Anxiety is a common psychological impact experience by family members of Intensive Care Unit (ICU) patient and could affect patient’s care. Family members of ICU patients usually find strengths and comfort through God to cope with the anxiety. The aim of this study was to know the correlation between spirituality level and anxiety level on family members of ICU patient in Wangaya Hospital, Denpasar. This was a non-experimental study with cross-sectional design and consecutive sampling technique. Participants were 40 family members of ICU and Intensive Coronary Care Unit (ICCU) patient in Wangaya Hospital. Chi Square Test shows that there is a significant correlation between spirituality level and anxiety level on family members of ICU patient with p=0.015, p<0.05. This result indicates that the higher level of spirituality associates with the lower level of anxiety. The family members of ICU patient suggested to be more faithful to the God, worship routinely, and always feel positive and confident about the future. These acts could lead to higher spirituality level, adaptive coping mechanism, and lower level of anxiety.

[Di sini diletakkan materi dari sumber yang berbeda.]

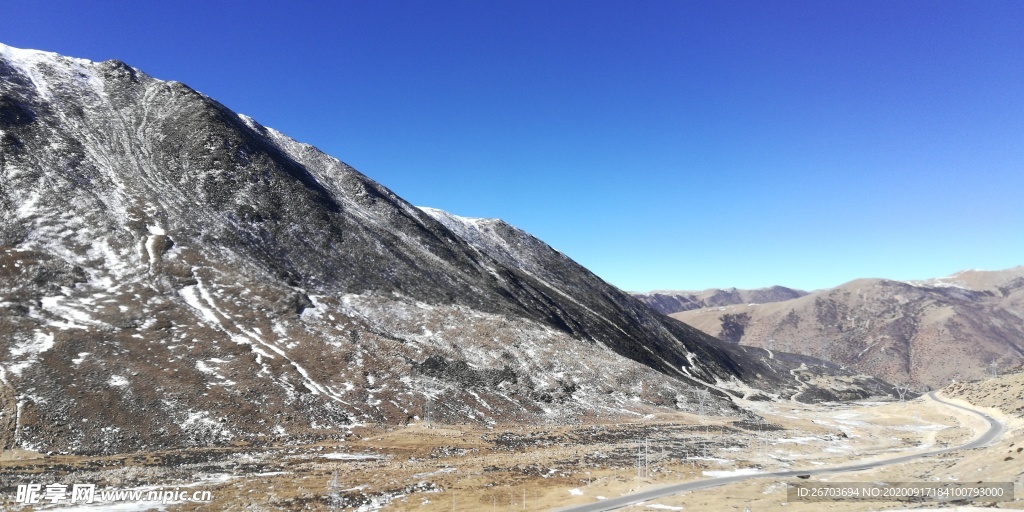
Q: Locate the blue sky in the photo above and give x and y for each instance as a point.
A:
(664, 144)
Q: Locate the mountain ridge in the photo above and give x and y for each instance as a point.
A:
(924, 332)
(162, 253)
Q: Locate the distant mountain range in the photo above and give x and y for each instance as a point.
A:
(668, 302)
(925, 332)
(174, 273)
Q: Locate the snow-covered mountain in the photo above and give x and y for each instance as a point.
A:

Keywords: anxiety, family, intensive care unit, spirituality

PENDAHULUAN

Ruang Intensif atau biasa disebut Intensive Care Unit (ICU) adalah salah satu bagian rumah sakit yang menyediakan pelayanan kritis yang komprehensif dan berkesinambungan selama 24 jam pada pasien dengan ancaman morbiditas dan mortalitas yang tinggi (Kemenkes RI, 2012; Jevon & Ewens, 2009). Saat ini di ruang intensif menerapkan FamilyCentered Care (FCC) yang merupakan model pendekatan yang melibatkan keluarga sebagai mitra dalam proses

perawatan pasien. (Wong, Liamputtong, Koch, & Rawson, 2015).

Keluarga merupakan bagian penting dalam proses perawatan pasien kritis karena berperan sebagai pelindung, fasilitator, penyedia informasi, pemberi dukungan spiritual, serta pembuat keputusan dalam perawatan pasien di ruang intensif (Anggani, Setiyarini, & Sutono, 2015). Keluarga memiliki aspek legal dalam membuat keputusan, memiliki kedekatan emosional dan telah hidup bersama atau berhubungan erat dengan pasien (Kemenkes RI, 2008; Friedman,

2010). Begitu penting peran keluarga dalam perawatan pasien, namun keluarga merupakan kelompok yang rentan mengalami kecemasan.

Kecemasan merupakan salah satu dampak psikologis yang dialami keluarga pasien kritis. Hal ini didukung oleh penelitian Fumis, Ranzani, Martins, & Schettino (2015) yang mengatakan bahwa dampak yang dialami keluarga di ruang intensif pada umumnya tekanan psikologis, yaitu menderita gejala kecemasan, depresi dan Post-Traumatic Stress Disorder (PTSD). Kecemasan adalah kekhawatiran yang tidak jelas yang berkaitan dengan perasaan tidak pasti dan tidak berdaya (Stuart, 2013).

Penelitain yang dilakukan Rahayu (2016) kepada 30 anggota keluarga pasien kritis menunjukkan bahwa keluarga yang tidak mengalami kecemasan 3 orang (10%), kecemasan ringan 10 orang (33,3%), kecemasan sedang 7 orang (23,3%), dan kecemasan panik 10 orang (33,3%).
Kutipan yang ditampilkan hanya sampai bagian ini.